Copyright 2011: EDM Laboratories. Wire EDM. All rights reserved.
EDM (electric discharge machining) is a process which removes metal by vaporizing it with a spark. Anyone who has ever dropped a wrench across a car battery has witnessed a very crude form of EDM. The modern EDM process uses high frequencies, sometimes creating hundreds of thousands of tiny sparks per second. A servo motor changes the feed rate of the electrode to keep the voltage constant and a dielectric fluid serves the purposes of acting as a dielectric barrier to allow the charge to build up, a coolant to prevent the electrode from getting hot, and removing the vaporized metal particles. Early models in the 50's like the ELOX M200 were mainly used to remove broken taps and drills. As they became more sophisticated and larger, they were used to burn dies, and were commonly called die sinkers - many people refer today to vertical EDM's as sinkers because of this. Also called "ram" and "conventional" EDM, this type of EDM employs an electrode cut to the shape of the desired cavity. The advantage of the conventional EDM is that it can do 3 dimensional cuts. The disadvantage compared to wire EDM is that it requires an electrode and is relatively slow. When preparing jobs for conventional EDM, it is best to remove as much material as practical conventionally as the EDM process is slow. In wire EDM, the opposite is true. Conventional EDM's generally use specialized oil as a dielectric, although there are a few that use water.
We have 4 CNC EDM's including a Sodick AG60 with linear motors purchased in September of 2012, and a Sodick AD35L purchased in 2015.
Wire EDM uses a spool of wire as an electrode and is programmed to cut the desired shape.
Four axis wire's can cut tapers and different shapes on the top and bottom of the part. The wire can be as small as .0005", however we do not use smaller than .004, simply because life is too short to deal with .0005" wire. Wire EDM uses water as a dielectric and good flush pressure is critical. It is important to leave stock around the area to be cut whenever possible, and flat surfaces on top and bottom work best. It is not advisable to rough machine before wire cutting - it usually slows it down. Also consider that the part is suspended off the edge of the table so the heads holding the wire can travel around the part unobstructed. Try to leave an inch or two of material beyond the cutting area for clamping. When in doubt, send us a drawing. Our wire EDMs have cutting envelopes up to 24 x 16" and up to 20 " thick.

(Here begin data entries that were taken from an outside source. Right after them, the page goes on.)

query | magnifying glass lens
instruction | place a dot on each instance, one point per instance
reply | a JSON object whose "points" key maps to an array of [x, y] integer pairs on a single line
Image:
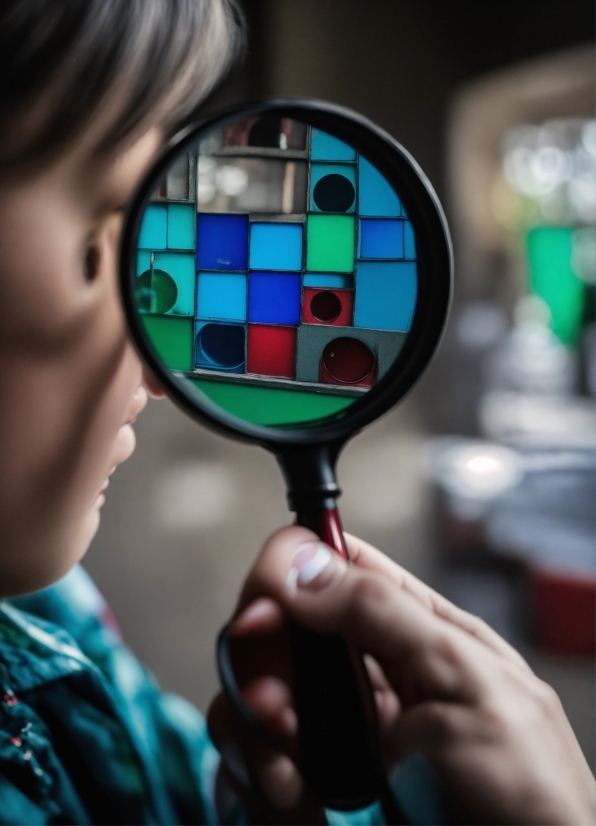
{"points": [[276, 271]]}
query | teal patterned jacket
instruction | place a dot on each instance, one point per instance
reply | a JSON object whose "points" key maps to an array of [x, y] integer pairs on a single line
{"points": [[86, 735]]}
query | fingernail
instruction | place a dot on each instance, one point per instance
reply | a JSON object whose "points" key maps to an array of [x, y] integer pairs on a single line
{"points": [[234, 761], [308, 565]]}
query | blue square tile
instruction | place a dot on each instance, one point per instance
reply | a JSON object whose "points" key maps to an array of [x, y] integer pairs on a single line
{"points": [[221, 296], [274, 298], [324, 147], [376, 196], [153, 234], [381, 239], [409, 240], [222, 242], [220, 346], [385, 294], [275, 246]]}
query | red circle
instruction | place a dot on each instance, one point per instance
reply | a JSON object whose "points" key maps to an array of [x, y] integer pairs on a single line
{"points": [[348, 360], [325, 306]]}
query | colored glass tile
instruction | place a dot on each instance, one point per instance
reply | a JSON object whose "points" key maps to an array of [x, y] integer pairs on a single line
{"points": [[181, 226], [327, 306], [271, 351], [156, 292], [221, 296], [181, 267], [154, 228], [220, 346], [409, 240], [271, 405], [385, 294], [332, 187], [375, 195], [274, 298], [319, 279], [222, 242], [381, 239], [275, 246], [172, 339], [330, 243], [143, 260], [324, 147]]}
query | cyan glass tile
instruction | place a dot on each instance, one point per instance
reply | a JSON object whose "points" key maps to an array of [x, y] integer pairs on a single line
{"points": [[154, 228], [221, 296], [332, 187], [324, 147], [274, 298], [381, 239], [409, 240], [181, 226], [318, 279], [181, 267], [275, 246], [143, 261], [385, 294], [222, 242], [375, 195]]}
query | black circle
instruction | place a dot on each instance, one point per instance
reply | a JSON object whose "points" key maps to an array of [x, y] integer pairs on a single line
{"points": [[334, 193], [325, 306], [223, 344]]}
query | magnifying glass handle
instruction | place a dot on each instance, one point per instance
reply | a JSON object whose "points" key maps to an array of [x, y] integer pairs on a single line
{"points": [[339, 750]]}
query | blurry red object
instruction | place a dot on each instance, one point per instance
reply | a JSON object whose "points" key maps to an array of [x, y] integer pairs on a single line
{"points": [[564, 606]]}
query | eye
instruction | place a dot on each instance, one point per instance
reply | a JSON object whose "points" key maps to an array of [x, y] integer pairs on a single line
{"points": [[91, 264]]}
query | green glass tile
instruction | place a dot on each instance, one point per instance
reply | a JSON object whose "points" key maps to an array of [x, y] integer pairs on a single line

Small Hole EDM uses a brass or copper tube as small as .004 dimeter up to 1/8" diameter with high pressure water to EDM holes very quickly through even the hardest metals. It is commonly used for start holes for the wire EDM and removing broken drills and taps, but also can be competitive against conventional drilling in many instances. A small hole EDM can put a .020" diameter hole through 1" of tool steel in less than 2 minutes, even after heat treat. It also can shine on angled surfaces such as wire holes in hex nuts.
The main factors for machinability when cutting with a spark are density, melting temperature, and electrical conductivity. This makes aluminum cut quite quickly compared to tungsten. Some materials such as copper and titanium cut well on the wire but are difficult on the sinker as they wear the electrode out quickly.